Under the annuity plan, winners will receive an immediate payment and then 29 annual payments that rise by 5% each year until finally reaching the $1.73billion total. Lottery winners who take cash either don’t want to wait for their winnings or figure they can invest the money and end up with more money than an annuity would offer. It’s what the biggest winners nearly always do, although financial advisers say that might be a mistake.
Nicholas Bunio, a certified financial planner from Downingtown, Pennsylvania, said even with his expertise, he would take an annuity because it would so dramatically reduce his risk of making poor investment decisions.
“It allows you to make a mistake here and there,” Bunio said. “People don’t understand there is a potential for loss. They only focus on the potential for gain.”

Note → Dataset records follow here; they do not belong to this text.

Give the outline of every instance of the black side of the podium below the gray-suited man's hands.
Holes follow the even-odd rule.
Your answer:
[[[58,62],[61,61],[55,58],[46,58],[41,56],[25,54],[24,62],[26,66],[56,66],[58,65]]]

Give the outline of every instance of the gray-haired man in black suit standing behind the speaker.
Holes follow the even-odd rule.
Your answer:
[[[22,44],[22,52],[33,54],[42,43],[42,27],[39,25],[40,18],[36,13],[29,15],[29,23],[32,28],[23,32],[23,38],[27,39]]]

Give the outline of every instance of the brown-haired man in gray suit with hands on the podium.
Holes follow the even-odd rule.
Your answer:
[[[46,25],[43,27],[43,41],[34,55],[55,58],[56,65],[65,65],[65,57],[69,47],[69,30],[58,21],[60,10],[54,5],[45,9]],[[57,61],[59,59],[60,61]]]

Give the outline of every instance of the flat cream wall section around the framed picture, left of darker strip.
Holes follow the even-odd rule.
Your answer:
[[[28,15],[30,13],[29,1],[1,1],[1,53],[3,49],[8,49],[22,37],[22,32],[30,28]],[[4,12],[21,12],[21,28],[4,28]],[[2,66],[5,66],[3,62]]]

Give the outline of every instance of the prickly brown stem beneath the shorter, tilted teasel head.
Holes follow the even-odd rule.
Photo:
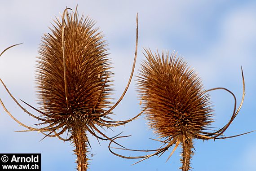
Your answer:
[[[190,159],[192,155],[192,148],[193,148],[193,141],[190,138],[186,138],[183,135],[183,142],[182,142],[182,167],[180,168],[182,171],[189,171],[190,170]]]

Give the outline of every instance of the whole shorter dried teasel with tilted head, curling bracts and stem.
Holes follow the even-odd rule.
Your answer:
[[[146,61],[143,61],[141,64],[141,70],[137,79],[138,94],[145,110],[149,127],[159,136],[157,141],[162,142],[163,145],[155,150],[125,149],[154,152],[150,155],[137,157],[127,157],[113,152],[110,149],[112,142],[110,142],[109,149],[111,153],[119,157],[143,158],[141,160],[143,161],[154,155],[161,156],[172,145],[175,145],[168,157],[169,159],[177,147],[181,145],[182,167],[180,169],[182,171],[188,171],[191,168],[190,159],[194,153],[192,151],[192,149],[194,149],[194,139],[216,140],[235,137],[223,136],[223,133],[237,116],[243,104],[245,95],[243,70],[243,97],[236,110],[236,97],[230,90],[226,88],[204,90],[199,76],[194,70],[187,66],[186,62],[184,62],[181,57],[177,57],[177,53],[169,55],[169,53],[164,52],[162,52],[162,54],[153,54],[147,49],[145,49],[145,51],[146,54],[144,55],[146,56]],[[215,132],[207,132],[213,122],[213,109],[207,92],[217,89],[225,90],[234,97],[234,112],[230,121],[224,127]],[[127,136],[119,136],[114,140],[120,137]]]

Jeremy Keil, another financial adviser from New Berlin, Wisconsin, said: “There is no bad choice.” Keil said Powerball’s annuity assumes a 4.3% investment gain of the jackpot’s cash prize: “If you think you can beat the 4.3%, you should take the cash. If you don’t, take the annuity.”
Lottery winnings are also subject to federal and state taxes. The exact amount of tax depends on the state where the ticket was purchased and the winner's tax bracket. In the US, federal taxes alone can take a substantial portion of the winnings.
Apart from taxes, there might be other deductions or fees associated with claiming the prize, such as legal or financial advisory fees. Additionally, the advertised jackpot amount is based on the assumption that the total jackpot amount is not shared with other winners. If there are multiple winners, the actual cash prize is reduced.